Quoting from Delighting in the Trinity: An Introduction to the Christian Faith by Michael Reeves: 

Not everyone instinctively warms to the idea that God is a Father. There are many for whom their own experiences of overbearing, indifferent or abusive fathers make their very guts squirm when they hear God spoken of as a Father. The twentieth-century French philosopher Michel Foucault had very much that sort of issue. The bulk of his life’s work was about the evils of authority, and it seems to have all started with the first figure of authority in his life: his father. Fearful of having some namby-pamby for a son, Foucault Senior—who was a surgeon—did what he could to “toughen up” the little mite. That meant, for example, ghoulishly forcing him to witness an amputation.  …

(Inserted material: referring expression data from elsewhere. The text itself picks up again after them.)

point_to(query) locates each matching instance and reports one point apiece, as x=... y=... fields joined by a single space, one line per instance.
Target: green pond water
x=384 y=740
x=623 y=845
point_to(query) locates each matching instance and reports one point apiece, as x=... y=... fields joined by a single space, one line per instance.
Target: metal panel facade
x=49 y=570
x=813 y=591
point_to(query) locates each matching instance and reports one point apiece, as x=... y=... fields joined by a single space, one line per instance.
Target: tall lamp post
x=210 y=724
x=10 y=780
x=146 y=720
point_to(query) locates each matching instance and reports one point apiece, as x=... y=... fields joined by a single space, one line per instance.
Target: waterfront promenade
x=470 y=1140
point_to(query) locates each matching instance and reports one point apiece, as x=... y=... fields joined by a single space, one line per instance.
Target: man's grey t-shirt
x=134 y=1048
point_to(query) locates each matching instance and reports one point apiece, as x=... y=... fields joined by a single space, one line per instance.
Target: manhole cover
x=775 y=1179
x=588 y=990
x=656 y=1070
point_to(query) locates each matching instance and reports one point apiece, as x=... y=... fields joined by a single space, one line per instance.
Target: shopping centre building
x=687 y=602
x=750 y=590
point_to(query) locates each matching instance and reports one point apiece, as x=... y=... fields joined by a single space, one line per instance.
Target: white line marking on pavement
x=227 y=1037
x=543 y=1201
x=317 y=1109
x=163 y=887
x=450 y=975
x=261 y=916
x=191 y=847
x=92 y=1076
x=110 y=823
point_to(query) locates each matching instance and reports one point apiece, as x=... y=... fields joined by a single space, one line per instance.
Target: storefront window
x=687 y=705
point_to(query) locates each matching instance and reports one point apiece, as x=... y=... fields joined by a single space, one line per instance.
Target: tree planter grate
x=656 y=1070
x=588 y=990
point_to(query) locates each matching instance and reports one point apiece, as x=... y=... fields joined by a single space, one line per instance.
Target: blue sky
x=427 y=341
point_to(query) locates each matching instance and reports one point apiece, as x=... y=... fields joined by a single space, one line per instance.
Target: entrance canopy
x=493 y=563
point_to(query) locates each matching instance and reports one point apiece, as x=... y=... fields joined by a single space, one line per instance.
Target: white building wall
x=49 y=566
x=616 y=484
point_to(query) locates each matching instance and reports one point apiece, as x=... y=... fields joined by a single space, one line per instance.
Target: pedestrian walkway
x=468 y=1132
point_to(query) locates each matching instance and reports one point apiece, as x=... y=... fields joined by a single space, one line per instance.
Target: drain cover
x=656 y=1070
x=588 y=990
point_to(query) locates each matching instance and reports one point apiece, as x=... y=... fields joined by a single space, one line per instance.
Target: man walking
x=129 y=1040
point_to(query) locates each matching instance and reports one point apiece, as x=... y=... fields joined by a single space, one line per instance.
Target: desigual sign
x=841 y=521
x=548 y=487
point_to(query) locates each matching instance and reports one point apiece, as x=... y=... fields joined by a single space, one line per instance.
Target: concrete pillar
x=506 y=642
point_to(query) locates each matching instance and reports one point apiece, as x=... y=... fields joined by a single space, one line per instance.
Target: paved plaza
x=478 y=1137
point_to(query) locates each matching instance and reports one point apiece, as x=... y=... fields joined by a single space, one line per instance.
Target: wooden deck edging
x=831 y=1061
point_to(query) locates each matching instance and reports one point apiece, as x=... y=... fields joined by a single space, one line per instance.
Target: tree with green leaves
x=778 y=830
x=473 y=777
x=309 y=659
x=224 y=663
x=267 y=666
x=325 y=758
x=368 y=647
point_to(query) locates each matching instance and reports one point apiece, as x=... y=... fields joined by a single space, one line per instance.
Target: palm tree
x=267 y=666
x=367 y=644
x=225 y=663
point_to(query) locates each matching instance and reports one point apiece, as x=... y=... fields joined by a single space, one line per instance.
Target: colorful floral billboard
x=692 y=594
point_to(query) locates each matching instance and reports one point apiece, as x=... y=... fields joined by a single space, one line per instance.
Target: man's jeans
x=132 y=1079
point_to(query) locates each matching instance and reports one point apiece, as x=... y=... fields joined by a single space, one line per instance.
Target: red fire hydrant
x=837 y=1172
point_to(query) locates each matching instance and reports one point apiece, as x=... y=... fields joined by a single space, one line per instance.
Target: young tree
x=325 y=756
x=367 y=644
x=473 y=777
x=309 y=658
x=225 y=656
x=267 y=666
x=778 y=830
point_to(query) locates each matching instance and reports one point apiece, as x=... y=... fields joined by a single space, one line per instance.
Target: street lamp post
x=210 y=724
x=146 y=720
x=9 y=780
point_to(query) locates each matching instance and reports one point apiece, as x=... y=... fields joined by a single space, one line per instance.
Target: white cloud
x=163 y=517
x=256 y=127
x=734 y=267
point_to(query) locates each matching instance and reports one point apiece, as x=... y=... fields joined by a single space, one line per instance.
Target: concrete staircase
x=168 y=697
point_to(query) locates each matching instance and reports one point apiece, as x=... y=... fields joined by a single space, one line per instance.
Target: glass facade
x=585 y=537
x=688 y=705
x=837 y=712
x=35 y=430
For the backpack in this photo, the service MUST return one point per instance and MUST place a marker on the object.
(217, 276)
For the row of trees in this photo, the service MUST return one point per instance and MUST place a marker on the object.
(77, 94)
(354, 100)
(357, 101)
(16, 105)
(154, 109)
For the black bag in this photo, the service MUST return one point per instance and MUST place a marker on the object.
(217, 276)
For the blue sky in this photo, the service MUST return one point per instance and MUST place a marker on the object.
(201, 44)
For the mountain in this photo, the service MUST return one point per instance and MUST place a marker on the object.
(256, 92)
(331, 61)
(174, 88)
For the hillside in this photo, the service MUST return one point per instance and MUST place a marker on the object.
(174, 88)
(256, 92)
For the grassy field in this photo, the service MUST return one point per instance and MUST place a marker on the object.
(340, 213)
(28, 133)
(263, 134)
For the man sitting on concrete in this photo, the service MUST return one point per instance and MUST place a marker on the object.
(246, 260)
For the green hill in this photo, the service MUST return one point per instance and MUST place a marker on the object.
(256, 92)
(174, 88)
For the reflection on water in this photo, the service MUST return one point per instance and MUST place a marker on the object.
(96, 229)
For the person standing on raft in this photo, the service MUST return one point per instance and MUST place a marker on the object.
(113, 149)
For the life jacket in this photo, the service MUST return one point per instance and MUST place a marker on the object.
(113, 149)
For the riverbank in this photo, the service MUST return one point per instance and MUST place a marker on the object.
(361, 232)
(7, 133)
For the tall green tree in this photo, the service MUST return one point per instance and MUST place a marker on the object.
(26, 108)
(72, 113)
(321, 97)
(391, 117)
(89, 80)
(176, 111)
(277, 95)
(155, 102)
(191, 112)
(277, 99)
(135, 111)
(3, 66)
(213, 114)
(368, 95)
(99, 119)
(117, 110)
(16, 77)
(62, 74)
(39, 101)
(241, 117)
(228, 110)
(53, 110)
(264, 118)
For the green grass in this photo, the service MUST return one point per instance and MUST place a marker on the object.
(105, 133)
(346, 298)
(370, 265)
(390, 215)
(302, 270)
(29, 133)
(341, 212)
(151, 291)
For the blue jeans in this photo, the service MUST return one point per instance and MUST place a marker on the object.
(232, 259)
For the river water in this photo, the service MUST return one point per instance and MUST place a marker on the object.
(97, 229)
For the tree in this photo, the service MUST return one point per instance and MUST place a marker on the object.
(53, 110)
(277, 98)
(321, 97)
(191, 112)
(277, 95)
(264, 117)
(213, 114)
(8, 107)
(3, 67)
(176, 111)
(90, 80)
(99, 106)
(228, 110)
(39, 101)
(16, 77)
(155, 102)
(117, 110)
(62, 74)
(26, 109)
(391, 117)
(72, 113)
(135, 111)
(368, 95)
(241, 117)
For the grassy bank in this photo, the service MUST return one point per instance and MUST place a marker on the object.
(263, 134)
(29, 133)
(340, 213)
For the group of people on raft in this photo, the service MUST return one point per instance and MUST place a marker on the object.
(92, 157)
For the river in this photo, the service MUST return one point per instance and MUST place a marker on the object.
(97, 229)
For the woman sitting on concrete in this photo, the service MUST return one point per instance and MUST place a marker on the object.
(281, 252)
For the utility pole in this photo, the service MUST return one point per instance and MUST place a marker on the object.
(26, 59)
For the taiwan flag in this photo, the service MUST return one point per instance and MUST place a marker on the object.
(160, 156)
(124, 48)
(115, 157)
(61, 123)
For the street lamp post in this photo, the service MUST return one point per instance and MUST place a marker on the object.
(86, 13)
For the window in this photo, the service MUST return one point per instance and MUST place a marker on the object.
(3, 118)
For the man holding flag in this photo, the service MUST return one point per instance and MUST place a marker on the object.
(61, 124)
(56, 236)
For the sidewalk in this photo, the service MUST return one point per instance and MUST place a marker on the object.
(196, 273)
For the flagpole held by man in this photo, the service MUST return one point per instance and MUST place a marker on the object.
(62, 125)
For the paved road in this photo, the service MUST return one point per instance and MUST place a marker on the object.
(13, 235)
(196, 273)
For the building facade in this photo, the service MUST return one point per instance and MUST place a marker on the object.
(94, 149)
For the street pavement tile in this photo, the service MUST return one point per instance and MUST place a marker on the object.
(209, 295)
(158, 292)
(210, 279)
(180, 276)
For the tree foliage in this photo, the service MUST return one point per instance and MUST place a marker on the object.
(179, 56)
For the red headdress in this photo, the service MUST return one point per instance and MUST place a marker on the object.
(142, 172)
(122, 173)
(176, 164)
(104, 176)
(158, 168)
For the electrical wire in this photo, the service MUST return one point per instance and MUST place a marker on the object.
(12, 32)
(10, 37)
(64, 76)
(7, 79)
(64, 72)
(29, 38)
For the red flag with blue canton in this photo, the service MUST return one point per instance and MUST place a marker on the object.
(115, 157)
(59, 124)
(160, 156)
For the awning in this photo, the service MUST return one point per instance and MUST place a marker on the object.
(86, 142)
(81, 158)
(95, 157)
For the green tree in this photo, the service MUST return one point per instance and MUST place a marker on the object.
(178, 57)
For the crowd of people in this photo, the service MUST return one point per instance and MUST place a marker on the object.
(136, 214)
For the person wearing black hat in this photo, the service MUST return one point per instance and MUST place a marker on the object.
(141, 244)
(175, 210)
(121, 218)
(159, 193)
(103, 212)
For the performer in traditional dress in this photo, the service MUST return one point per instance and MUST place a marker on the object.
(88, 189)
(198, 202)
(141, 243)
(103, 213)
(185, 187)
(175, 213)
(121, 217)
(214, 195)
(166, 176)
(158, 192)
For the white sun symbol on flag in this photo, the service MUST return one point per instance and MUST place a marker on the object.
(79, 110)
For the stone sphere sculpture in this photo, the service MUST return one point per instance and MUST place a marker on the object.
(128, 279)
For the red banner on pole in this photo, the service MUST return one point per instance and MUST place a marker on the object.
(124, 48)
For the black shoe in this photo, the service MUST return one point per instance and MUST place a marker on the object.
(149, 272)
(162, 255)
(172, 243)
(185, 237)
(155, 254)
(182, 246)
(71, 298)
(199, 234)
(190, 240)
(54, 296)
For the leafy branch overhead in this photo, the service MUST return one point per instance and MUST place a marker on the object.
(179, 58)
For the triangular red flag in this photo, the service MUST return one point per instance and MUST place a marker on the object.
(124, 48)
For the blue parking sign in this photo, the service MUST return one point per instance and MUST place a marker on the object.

For Foucault, paternal power had not been used to care, to nuture and to bless, and so for him the word father came to be associated with a host of dark images.

One’s heart goes out to the children of such fathers, and those of us who are fathers ourselves know that we too are far from perfect. But God the Father is not called Father because he copies earthly fathers. He is not some pumped-up version of your dad. To transfer the failings of earthly fathers to him is, quite simply, a misstep. Instead, things are the other way around: it is that all human fathers are supposed to reflect him—only where some do that well, others do a better job of reflecting the devil.

This last paragraph is especially important for those who resist the idea of God as Father because of the hurt their own fathers caused, but it’s also a reminder to all of us, even those who have good fathers. God is not “some pumped-up version” of our own fathers. We don’t learn what God is like by looking at our own dads, rather, we learn what a father should be by looking at God.